Les causes de l’effondrement politique auquel nous assistons doivent certes, dans leurs circonstances, beaucoup au jeu dangereux mené par le président, mais elles relèvent aussi de mouvements plus profonds, anciens, et qu’une simple habileté politique ne réglera pas. Bien plus qu’à celle du macronisme, qui n’en fut qu’un avatar, nous assistons en effet, en France et ailleurs, à la clôture – chaotique – du cycle néolibéral.

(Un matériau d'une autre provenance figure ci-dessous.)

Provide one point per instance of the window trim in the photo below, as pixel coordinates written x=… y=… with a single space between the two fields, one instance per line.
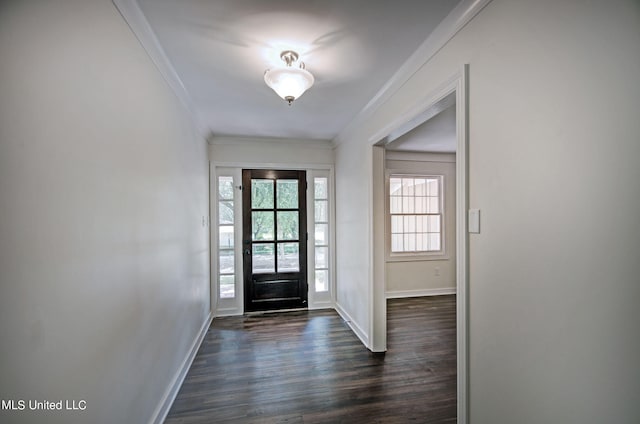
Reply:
x=439 y=255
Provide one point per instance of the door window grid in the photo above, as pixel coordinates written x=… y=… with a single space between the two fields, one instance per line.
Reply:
x=321 y=224
x=226 y=253
x=415 y=204
x=275 y=228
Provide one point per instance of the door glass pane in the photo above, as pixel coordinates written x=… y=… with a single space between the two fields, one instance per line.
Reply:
x=322 y=280
x=225 y=215
x=321 y=211
x=322 y=254
x=288 y=226
x=227 y=286
x=226 y=261
x=263 y=258
x=225 y=188
x=262 y=194
x=322 y=234
x=226 y=236
x=320 y=188
x=288 y=257
x=262 y=226
x=287 y=194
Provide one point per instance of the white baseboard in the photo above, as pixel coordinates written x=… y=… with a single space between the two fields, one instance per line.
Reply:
x=359 y=332
x=228 y=312
x=160 y=414
x=395 y=294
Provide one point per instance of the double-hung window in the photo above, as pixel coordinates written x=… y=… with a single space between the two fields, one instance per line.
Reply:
x=415 y=206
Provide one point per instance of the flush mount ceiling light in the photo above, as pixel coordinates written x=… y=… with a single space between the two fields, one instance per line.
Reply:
x=289 y=82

La phase néolibérale a reposé sur une idée simple, incarnée par les conceptions de l’économiste américain Milton Friedman (1912-2006) : réactiver le principe du marché autorégulateur dans tous les secteurs possibles de la vie sociale, de manière à réaffirmer, sans limite, la vertu d’une société liant de manière exclusive droit et propriété privée. Certes, ce néolibéralisme a été mâtiné, notamment en Europe et en France, du maintien d’une forme d’économie sociale de marché avec la construction d’une série de dispositifs protégeant les personnes jugées inaptes à jouer le jeu du marché : c’est l’origine du mouvement de fond de la fiscalisation de la protection sociale et de son glissement vers une série de minima sociaux. Minimum vieillesse pour la retraite, RSA pour les personnes privées d’emploi (et de droits au chômage), CMU pour les malades : ces revenus minimaux d’assistance, non contributifs, ont grignoté les droits sociaux conquis après-guerre, sur la base du régime de cotisation sociale bâtissant une propriété sociale. La figure honnie de « l’assisté » a ainsi progressivement pris la place de la fierté salariale capable de revendiquer ses droits. Le néolibéralisme a détruit cette propriété sociale collective, rempart contre les ravages sociaux de la marchandisation du travail, fragilisant ainsi très profondément la classe salariale et provoquant une révolte teintée d’un obscur désarroi.
Dissolution sociale
Cette séquence longue qui relie progression du mythe du marché autorégulateur et effondrement démocratique, Karl Polanyi l’a décrite particulièrement bien dans son œuvre consacrée pour partie à l’analyse de l’effondrement des démocraties dans les années 1930. Cela n’a pourtant visiblement pas éclairé nos gouvernements qui, crise après crise, ont continué de croire que plus de néolibéralisme permettrait de ressouder la société, jusqu’à envisager très récemment – et avec un entêtement qui laisse coi – de s’en prendre directement au dernier niveau d’amortisseur social : la réforme du RSA, et l’affaiblissement de la prise en charge des affections de longue durée, était en effet à l’agenda… Le durcissement du système d’allocation-chômage qui était, hier encore, annoncé pour le 1er juillet, vient en revanche d’être abandonné en urgence et en catimini : on peut sans doute y voir le symbole de cette fin d’un certain extrémisme libéral.